代理服务器负责Swift架构的其余组件间的相互通信。对于每个客户端的请求，它将在环中查询帐号、容器或者对象的位置并且相应地转发请求。也可以使用公共API向代理服务器发送请求。

代理服务器也处理大量的失败请求。例如，如果对于某个对象PUT请求时，某个存储节点不可用，它将会查询环可传送的服务器并转发请求。

对象以流的形式到达（来自）对象服务器，它们直接从代理服务器传送到（来自）用户—代理服务器并不缓冲它们。

1.2 The Ring 环

环表示存储在硬盘上的实体名称和物理位置间的映射。帐号、容器、对象都有相应的环。当swift的其它组件(比如复制)要对帐号、容器或对象操作时，需要查询相应的环来确定它在集群上的位置。

环使用区域、设备、虚节点和副本来维护这些映射信息。环中每个虚节点在集群中都(默认)有3个副本。每个虚节点的位置由环来维护,并存储在映射中。当代理服务器转发的客户端请求失败时，环也负责决定由哪一个设备来接手请求。

环使用了区域的概念来保证数据的隔离。每个虚节点的副本都确保放在了不同的区域中。一个区域可以是一个磁盘，一个服务器，一个机架，一个交换机，甚至是一个数据中心。

在swift安装的时候，环的虚节点会均衡地划分到所有的设备中。当虚节点需要移动时(例如新设备被加入到集群)，环会确保一次移动最少数量的虚节点数，并且一次只移动一个虚节点的一个副本。

权重可以用来平衡集群中虚节点在驱动器上的分布。例如，当不同大小的驱动器被用于集群中时就显得非常有用。

ring被代理服务器和一些后台程序使用（如replication）。

1.3 Object Server 对象服务器

对象服务器是一个简单的二进制大对象存储服务器，可以用来存储、检索和删除本地设备上的对象。在文件系统上，对象以二进制文件的形式存储，它的元数据存储在文件系统的扩展属性(xattrs)中。这要求用于对象服务器的文件系统需要支持文件有扩展属性。一些文件系统，如ext3，它的xattrs属性默认是关闭的。

每个对象使用对象名称的哈希值和操作的时间戳组成的路径来存储。最后一次写操作总可以成功，并确保最新一次的对象版本将会被处理。删除也被视为文件的一个版本（一个以".ts"结尾的0字节文件，ts表示墓碑）。
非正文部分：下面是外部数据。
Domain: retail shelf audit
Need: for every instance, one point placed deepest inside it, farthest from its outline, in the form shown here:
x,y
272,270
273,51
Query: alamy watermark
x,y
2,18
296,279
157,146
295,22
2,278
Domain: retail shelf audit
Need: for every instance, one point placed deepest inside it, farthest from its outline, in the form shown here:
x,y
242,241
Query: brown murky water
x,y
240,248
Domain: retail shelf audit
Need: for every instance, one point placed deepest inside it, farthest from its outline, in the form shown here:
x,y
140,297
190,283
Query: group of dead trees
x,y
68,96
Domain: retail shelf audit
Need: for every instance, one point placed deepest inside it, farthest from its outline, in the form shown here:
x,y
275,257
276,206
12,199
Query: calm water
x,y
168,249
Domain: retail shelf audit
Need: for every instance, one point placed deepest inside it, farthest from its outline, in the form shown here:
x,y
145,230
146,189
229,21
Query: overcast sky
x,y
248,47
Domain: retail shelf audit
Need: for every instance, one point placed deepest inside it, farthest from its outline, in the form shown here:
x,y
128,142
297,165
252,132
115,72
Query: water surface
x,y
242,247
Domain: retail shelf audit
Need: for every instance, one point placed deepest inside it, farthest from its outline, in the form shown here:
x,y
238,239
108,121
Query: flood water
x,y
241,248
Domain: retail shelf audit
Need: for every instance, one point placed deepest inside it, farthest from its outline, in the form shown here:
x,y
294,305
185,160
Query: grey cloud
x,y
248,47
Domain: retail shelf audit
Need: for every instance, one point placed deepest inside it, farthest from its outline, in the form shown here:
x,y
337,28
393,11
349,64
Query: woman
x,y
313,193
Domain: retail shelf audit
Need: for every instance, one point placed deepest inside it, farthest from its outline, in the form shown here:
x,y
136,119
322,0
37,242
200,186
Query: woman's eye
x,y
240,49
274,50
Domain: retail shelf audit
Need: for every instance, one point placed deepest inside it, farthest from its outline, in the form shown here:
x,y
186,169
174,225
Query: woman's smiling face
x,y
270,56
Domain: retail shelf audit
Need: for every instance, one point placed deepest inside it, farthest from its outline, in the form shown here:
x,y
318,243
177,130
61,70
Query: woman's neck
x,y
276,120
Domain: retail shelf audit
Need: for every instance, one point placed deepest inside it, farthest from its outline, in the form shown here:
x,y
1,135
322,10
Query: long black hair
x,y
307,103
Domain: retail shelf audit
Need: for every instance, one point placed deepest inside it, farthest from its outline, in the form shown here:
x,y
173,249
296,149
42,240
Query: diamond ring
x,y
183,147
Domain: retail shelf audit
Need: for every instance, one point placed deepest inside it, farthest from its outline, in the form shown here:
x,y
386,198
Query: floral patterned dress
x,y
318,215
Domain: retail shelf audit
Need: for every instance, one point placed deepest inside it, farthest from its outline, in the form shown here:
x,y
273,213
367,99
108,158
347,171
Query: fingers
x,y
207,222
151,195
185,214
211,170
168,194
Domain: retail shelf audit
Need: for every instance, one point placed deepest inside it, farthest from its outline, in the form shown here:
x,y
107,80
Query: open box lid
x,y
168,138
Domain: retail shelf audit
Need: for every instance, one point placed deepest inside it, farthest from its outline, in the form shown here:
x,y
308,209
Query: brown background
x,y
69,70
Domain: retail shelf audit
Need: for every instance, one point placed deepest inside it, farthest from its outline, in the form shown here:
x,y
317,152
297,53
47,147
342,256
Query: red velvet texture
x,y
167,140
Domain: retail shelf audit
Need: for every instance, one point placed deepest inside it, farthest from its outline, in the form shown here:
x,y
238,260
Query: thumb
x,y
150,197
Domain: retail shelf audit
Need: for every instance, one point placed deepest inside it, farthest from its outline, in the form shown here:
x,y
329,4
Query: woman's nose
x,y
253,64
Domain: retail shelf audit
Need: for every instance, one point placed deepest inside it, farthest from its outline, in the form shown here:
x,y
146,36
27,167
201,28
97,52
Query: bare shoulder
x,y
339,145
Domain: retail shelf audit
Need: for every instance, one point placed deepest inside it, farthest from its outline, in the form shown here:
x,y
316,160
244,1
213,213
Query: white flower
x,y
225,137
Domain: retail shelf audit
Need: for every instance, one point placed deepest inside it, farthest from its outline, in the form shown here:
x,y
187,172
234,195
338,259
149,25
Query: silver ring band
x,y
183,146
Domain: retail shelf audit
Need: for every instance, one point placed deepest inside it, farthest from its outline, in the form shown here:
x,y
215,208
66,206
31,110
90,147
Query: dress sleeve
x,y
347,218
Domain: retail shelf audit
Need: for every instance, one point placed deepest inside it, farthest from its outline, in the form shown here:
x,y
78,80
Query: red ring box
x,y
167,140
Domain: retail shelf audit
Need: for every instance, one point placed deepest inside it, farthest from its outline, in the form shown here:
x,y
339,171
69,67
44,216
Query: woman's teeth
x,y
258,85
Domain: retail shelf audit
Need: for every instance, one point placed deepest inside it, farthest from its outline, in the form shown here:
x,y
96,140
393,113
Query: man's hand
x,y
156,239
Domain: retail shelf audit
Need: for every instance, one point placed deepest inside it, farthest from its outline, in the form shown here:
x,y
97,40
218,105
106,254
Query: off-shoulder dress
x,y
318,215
这确保了被删除的文件被正确地复制并且不会因为遭遇故障场景导致早些的版本神奇再现。

1.4 Container Server 容器服务器

容器服务器的首要工作是处理对象的列表。容器服务器并不知道对象存在哪，只知道指定容器里存的哪些对象。这些对象信息以sqlite数据库文件的形式存储，和对象一样在集群上做类似的备份。容器服务器也做一些跟踪统计，比如对象的总数，容器的使用情况。

1.5 Account Server 帐号服务器

帐号服务器与容器服务器非常相似，除了它是负责处理容器的列表而不是对象。

1.6 Replication 复制

复制是设计在面临如网络中断或者驱动器故障等临时性故障情况时来保持系统的一致性。

复制进程将本地数据与每个远程拷贝比较以确保它们都包含有最新的版本。对象复制使用一个哈希列表来快速地比较每个虚节点的子段，容器和帐号的复制使用哈希值和共享的高水位线的组合进行版本比较。

复制更新基于推模式的。对于对象的复制，更新只是使用rsync同步文件到对等节点。帐号和容器的复制通过HTTP或rsync来推送整个数据库文件上丢失的记录。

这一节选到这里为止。